Piil Pesenggiri Bersandar Acara Adat.
Prof. Hilman Hadikusuima, sebagai Guru Besar Huku Adat di Unila yang merelakan dirinya sebagai vocal poit akademisi nampaknya baru melakukan langkah awal dalam memperkenalkan Piil Pesenggiri. kepada masyarakat luas. Maka dipahami manakala sandarannya baru kepada upacara adat. Sayang dalam waktu yang bersamaan  macam ragam upacara adat Lampung terkait siklus kehidupan seseorang itu mulai jarang diselenggarakan, sehingga contoh jadi agak mengawang dalam tangkapan pendengar, bisadibayangkan maka dipastikan pemahamanpun tidak akan mungkin seutuhnya. Kelemahan yang kedua, Prof. Hilman kurang menguasai adat Pesisir, sehiongga kepesisiran paling jarang dijadikan sandaran atau tautan.

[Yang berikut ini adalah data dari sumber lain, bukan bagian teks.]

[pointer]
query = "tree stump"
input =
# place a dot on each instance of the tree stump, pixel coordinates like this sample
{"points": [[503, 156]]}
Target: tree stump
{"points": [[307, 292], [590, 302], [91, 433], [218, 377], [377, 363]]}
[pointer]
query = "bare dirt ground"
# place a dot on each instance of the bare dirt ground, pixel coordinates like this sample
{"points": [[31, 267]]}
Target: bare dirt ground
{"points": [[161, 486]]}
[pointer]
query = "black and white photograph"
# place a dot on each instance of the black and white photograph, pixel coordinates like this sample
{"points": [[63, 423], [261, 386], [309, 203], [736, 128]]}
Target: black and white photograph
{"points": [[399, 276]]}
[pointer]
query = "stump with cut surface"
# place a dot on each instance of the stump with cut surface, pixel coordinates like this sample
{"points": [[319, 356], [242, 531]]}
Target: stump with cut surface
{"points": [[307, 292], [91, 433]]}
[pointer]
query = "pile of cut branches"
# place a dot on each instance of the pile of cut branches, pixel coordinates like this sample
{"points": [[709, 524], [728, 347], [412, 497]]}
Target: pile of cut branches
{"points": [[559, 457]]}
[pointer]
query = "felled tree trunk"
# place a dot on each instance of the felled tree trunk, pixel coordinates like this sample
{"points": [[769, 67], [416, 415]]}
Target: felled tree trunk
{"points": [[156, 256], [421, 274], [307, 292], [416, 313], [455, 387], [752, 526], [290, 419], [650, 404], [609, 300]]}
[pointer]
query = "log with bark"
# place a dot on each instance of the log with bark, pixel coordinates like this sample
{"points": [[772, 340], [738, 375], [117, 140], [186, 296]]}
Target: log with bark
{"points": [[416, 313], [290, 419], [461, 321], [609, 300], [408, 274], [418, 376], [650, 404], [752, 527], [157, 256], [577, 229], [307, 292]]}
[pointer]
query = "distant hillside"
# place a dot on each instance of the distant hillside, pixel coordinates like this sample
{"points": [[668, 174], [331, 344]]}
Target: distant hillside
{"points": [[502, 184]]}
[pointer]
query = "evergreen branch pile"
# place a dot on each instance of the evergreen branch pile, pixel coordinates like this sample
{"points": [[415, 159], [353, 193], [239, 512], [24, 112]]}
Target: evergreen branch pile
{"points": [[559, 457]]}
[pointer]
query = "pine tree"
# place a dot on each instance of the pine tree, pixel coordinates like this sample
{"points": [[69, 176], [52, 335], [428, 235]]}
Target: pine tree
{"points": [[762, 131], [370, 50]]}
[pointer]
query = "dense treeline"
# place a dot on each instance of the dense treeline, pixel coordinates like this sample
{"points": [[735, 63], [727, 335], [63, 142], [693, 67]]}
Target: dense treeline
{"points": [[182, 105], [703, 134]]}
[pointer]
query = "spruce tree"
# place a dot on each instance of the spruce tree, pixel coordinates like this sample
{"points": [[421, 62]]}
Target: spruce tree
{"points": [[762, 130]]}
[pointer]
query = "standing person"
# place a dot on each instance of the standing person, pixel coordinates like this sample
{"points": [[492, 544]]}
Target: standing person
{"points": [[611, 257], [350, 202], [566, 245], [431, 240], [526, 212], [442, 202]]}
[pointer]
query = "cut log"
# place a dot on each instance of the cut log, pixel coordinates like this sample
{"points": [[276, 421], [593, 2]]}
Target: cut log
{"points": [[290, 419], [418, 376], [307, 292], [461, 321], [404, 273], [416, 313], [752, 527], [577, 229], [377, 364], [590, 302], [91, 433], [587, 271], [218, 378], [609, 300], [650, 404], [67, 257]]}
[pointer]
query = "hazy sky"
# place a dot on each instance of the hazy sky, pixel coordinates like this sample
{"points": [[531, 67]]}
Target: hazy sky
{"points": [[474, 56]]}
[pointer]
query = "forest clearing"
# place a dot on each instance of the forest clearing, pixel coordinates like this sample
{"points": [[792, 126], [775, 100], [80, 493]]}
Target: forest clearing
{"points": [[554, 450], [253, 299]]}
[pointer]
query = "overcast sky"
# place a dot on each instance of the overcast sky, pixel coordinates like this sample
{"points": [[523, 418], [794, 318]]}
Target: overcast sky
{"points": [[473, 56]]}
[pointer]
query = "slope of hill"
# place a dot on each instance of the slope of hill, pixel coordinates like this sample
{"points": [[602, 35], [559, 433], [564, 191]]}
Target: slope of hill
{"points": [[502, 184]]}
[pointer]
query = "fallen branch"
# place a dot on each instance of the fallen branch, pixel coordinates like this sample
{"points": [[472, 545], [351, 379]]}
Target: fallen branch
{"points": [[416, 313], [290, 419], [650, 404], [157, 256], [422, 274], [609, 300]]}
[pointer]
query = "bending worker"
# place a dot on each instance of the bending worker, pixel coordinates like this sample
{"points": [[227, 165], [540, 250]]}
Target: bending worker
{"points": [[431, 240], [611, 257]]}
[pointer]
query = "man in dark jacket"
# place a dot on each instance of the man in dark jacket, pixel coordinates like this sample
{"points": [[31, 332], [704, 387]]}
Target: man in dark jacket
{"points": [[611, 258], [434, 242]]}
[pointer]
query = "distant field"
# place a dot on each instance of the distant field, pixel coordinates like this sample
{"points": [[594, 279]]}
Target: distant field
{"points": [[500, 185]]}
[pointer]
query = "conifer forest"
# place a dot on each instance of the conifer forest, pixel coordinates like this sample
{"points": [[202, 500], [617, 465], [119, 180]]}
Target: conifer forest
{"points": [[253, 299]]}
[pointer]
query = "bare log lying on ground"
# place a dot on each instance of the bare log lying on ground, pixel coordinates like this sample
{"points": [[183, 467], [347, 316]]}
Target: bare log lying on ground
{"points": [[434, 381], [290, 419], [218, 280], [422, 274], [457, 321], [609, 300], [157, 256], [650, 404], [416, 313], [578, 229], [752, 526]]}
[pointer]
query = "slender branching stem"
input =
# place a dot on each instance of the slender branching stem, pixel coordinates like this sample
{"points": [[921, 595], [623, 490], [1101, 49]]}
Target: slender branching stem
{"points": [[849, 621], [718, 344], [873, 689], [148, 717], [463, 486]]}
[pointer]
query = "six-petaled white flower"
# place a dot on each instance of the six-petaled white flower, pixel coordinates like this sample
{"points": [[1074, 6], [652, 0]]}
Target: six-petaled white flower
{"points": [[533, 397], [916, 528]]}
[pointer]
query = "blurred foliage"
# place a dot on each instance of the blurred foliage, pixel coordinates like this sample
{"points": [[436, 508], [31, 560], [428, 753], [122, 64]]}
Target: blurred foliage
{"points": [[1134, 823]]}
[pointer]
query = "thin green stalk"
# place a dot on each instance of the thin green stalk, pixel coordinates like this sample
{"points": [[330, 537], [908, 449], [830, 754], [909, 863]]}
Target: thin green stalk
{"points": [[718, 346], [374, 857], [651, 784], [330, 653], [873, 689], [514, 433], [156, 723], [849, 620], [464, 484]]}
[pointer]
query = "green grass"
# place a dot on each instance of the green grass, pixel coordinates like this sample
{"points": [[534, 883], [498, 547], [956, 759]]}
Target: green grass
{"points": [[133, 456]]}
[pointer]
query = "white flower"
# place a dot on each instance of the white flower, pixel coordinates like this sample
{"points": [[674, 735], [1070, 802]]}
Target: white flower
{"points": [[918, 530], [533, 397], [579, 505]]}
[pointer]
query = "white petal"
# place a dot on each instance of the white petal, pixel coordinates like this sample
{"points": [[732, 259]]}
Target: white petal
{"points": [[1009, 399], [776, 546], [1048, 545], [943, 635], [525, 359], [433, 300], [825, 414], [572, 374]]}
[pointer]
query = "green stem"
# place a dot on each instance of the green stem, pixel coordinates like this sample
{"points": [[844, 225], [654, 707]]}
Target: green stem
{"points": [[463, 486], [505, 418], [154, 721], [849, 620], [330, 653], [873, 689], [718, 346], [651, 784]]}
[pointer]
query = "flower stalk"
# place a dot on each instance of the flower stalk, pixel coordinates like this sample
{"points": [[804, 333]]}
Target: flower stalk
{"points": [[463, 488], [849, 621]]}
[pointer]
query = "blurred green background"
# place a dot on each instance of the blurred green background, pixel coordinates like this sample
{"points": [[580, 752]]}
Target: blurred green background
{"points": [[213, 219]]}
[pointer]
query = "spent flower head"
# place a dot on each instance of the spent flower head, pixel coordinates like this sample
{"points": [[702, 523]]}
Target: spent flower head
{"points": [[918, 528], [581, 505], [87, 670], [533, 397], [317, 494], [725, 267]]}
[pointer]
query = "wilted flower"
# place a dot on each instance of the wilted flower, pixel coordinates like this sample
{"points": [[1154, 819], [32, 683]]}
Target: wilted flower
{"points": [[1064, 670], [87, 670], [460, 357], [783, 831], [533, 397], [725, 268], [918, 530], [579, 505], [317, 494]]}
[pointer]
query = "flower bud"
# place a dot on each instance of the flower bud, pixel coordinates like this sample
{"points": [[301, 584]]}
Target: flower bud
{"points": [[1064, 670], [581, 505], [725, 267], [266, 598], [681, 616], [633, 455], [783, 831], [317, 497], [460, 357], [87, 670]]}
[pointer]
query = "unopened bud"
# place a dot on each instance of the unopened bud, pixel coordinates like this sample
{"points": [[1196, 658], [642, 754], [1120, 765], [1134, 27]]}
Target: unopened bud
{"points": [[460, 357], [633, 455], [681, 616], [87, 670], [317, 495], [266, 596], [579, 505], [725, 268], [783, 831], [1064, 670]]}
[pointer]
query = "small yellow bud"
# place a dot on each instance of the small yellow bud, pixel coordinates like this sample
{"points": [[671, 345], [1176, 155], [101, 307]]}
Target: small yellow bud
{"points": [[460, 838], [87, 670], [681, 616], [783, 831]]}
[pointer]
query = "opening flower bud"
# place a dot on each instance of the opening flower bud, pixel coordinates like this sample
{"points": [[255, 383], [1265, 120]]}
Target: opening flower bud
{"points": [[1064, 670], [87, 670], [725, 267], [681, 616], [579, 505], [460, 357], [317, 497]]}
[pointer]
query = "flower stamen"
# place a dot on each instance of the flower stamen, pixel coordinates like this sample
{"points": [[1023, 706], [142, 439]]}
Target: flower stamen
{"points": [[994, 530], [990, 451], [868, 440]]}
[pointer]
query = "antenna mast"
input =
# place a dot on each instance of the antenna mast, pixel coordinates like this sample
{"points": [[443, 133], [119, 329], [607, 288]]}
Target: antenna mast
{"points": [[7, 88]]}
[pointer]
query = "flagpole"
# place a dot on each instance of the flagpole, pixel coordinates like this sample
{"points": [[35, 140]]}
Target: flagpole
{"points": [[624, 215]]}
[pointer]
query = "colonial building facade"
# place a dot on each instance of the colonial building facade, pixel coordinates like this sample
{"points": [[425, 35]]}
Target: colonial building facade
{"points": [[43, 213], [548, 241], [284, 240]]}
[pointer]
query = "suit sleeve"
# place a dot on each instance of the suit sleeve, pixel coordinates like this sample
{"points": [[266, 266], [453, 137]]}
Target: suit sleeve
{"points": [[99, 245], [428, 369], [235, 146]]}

Ini berakibat kepada perasaan memiliki,
Padahal dari subjudul judulnya saja Piil pesenggiri itu menggunakan dua dialek bahasa, umapamnaya. Nemui Nyimah, nemui lebih populer dalam bahasa Pepadun, nyimah lebih populer pada bahasa Pesisir. Nengah Nyappur, Nengah lebih populer dalam bahasa Pesisir, sedang nyappur lebih populer dalam bahasa Pepadun. Sakai Sambaian, Sakai lebih populer dalam bahasa Pesisir sedang kata sambaian atau sumbai lebih populer dalam bahasa Pepadun. Bisa jadi daerah daerah tertentu sangat familiar dengan bahasa bahasa itu secara kesluruhan dari pasangannya, dan bisa jadi ada daerah tertentu yang yang jarang melapalkan kedua duanya dalam pasangannya.